US 12,443,829 B2
Neural network processing method and apparatus based on nested bit representation
Seohyung Lee, Seoul (KR); Youngjun Kwak, Seoul (KR); Jinwoo Son, Seoul (KR); Changyong Son, Anyang-si (KR); Sangil Jung, Suwon-si (KR); Chang Kyu Choi, Seongnam-si (KR); and Jaejoon Han, Seoul (KR)
Assigned to Samsung Electronics Co., Ltd., Suwon-si (KR)
Filed by SAMSUNG ELECTRONICS CO., LTD., Suwon-si (KR)
Filed on Aug. 12, 2019, as Appl. No. 16/537,752.
Claims priority of application No. 10-2018-0165585 (KR), filed on Dec. 19, 2018.
Prior Publication US 2020/0202199 A1, Jun. 25, 2020
Int. Cl. G06N 3/063 (2023.01); G06N 3/045 (2023.01); G06N 3/08 (2023.01)
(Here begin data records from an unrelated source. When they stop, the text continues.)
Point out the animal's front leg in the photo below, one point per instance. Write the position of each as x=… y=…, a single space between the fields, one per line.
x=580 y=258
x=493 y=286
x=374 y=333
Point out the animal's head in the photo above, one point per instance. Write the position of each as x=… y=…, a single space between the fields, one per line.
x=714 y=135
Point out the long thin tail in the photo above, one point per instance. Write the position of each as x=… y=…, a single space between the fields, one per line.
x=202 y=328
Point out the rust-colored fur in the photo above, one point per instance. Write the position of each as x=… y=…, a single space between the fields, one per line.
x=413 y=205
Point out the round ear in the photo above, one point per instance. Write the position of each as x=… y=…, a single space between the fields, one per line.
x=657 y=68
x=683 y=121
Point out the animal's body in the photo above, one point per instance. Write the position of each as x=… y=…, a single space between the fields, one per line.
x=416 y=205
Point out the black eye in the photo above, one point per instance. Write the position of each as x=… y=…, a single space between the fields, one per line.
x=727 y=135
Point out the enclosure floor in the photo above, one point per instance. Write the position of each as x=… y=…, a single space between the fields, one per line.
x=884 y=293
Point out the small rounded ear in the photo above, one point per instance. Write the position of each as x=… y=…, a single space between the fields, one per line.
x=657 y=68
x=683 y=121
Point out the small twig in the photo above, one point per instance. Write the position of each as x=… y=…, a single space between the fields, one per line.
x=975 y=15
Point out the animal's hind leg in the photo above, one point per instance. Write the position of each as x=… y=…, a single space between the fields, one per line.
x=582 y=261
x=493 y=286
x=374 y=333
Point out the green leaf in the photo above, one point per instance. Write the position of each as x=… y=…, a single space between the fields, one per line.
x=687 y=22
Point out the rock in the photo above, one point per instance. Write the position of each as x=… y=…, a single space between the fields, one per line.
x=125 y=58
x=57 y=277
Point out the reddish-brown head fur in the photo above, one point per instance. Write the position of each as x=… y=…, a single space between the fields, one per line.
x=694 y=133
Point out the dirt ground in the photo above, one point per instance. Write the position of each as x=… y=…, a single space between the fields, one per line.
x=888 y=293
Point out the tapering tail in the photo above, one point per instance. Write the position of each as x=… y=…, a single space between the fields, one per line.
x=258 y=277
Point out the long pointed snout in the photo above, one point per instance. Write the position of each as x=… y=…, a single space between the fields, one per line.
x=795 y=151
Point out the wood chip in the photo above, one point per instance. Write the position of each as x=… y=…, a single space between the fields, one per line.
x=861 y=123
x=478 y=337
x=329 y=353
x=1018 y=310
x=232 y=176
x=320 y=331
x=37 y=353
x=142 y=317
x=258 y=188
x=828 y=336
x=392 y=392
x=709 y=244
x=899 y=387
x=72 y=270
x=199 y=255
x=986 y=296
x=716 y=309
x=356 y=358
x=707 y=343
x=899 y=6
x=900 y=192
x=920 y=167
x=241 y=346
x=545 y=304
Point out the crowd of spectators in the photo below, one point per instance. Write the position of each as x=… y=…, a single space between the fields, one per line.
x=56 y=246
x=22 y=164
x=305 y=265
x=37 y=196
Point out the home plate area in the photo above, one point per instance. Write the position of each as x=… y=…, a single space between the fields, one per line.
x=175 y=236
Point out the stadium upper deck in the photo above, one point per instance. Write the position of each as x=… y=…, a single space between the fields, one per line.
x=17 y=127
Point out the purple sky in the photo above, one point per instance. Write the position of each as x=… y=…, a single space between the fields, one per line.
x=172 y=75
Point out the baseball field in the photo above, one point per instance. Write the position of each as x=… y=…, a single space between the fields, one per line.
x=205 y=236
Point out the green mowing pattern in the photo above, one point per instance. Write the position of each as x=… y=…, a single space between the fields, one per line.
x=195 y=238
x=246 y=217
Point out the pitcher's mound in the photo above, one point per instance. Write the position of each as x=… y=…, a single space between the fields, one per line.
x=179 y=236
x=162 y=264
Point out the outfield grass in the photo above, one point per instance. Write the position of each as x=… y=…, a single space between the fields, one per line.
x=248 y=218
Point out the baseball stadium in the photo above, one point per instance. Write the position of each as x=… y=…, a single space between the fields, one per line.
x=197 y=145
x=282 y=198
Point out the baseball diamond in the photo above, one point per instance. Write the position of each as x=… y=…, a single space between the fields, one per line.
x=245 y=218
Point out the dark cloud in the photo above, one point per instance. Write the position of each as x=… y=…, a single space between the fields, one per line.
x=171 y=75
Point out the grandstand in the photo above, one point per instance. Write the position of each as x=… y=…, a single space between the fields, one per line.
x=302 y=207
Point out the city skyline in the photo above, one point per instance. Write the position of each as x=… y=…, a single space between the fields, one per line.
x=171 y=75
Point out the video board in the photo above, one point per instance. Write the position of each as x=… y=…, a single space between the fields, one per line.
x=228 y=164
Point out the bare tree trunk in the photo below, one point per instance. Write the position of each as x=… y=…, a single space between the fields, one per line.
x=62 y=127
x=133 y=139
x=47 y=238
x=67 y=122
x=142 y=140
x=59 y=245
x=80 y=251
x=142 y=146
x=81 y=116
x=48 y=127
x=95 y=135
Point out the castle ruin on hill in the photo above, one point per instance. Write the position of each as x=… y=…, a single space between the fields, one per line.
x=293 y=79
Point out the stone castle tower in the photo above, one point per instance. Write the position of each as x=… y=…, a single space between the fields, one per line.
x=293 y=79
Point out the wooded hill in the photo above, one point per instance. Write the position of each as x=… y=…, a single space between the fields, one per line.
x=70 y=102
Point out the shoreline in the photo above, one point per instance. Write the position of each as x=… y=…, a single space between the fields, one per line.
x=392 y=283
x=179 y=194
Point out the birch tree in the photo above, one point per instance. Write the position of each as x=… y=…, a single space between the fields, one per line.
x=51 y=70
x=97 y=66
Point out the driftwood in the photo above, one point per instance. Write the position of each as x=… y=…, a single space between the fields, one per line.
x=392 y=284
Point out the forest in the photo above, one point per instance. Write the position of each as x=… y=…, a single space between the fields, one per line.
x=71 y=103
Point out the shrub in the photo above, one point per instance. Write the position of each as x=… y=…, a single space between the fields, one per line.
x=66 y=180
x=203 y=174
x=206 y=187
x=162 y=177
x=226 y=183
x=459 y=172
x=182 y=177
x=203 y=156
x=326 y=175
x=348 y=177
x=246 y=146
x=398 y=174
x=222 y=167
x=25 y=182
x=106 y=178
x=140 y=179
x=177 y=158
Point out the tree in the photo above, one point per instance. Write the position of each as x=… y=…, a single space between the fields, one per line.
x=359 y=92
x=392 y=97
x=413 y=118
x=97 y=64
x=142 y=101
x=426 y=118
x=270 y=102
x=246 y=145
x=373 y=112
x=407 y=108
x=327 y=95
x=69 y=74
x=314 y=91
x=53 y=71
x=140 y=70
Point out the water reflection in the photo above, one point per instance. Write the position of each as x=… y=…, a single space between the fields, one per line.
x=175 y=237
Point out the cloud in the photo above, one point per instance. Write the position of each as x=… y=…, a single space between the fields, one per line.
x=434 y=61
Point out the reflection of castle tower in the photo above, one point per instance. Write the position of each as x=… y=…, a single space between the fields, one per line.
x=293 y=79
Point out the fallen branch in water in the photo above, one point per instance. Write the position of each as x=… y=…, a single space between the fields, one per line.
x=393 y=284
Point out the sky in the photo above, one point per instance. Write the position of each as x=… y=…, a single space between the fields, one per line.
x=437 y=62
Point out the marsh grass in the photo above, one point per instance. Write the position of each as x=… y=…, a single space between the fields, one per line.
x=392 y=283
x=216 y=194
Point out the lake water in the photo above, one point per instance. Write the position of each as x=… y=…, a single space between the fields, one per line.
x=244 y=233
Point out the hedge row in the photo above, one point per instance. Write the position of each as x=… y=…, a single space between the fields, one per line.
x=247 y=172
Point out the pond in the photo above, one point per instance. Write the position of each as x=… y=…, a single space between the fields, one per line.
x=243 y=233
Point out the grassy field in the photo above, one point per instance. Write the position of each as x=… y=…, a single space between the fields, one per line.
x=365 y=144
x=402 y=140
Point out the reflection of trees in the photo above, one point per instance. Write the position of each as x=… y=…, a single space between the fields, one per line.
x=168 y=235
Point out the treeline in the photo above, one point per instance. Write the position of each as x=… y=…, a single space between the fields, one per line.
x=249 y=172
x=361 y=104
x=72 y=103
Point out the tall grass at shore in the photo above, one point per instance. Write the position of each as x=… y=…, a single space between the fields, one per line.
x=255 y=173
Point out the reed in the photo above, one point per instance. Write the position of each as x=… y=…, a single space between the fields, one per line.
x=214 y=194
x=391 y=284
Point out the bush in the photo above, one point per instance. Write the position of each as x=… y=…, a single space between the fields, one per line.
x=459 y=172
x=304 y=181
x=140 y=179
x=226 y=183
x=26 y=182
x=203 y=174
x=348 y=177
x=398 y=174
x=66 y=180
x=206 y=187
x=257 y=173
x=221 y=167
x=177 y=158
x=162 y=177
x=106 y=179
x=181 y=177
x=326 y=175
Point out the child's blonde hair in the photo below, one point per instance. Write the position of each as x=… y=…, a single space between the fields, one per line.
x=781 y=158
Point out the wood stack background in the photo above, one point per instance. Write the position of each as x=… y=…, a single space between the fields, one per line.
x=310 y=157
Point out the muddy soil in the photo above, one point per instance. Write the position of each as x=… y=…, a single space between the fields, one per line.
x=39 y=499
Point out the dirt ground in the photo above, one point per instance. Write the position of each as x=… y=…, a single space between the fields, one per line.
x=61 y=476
CPC G06N 3/063 (2013.01) [G06N 3/045 (2023.01); G06N 3/08 (2013.01)] 9 Claims
OG exemplary drawing
 
1. A processor-implemented training method, comprising:
executing an iterative process, by one or more processors, with training data and an in-training first neural network, configured to perform a first task, to generate a trained first neural network, configured to perform the first task and a second task different from the first task, that has a trained first layer including trained first weights that each have a first bit-width corresponding to a first precision, the iterative process including:
quantizing in-training first weights, having the first bit-width of an in-training first layer of the in-training first neural network to generate second weights of a first layer of a second neural network, that have a second bit-width that is less than the first bit-width;
executing the second neural network using the second weights, including applying the training data to the first layer of the second neural network and determining loss values, corresponding to the second task, of the first layer of the second neural network;
updating the in-training first weights of the in-training first layer of the in-training first neural network based on the determined loss values; and
performing, for each of the updated in-training first weights, a quantization of a corresponding updated in-training first weight of the updated in-training first weights to generate a corresponding first weight of the trained first weights that includes a nested second weight having the second bit-width that shares bits with the corresponding first weight,
wherein the updating of the in-training first weights comprises updating the in-training first weights of the first bit-width based on statistical information of loss gradients corresponding to the determined loss values,
wherein the updating of the in-training first weights further comprises calculating the statistical information by assigning a high weighted value to a loss gradient corresponding to a weight for which a high priority is set among the second weights of the second bit-width, and
wherein the nested second weight is nested in the corresponding first weight and stored in a same memory space.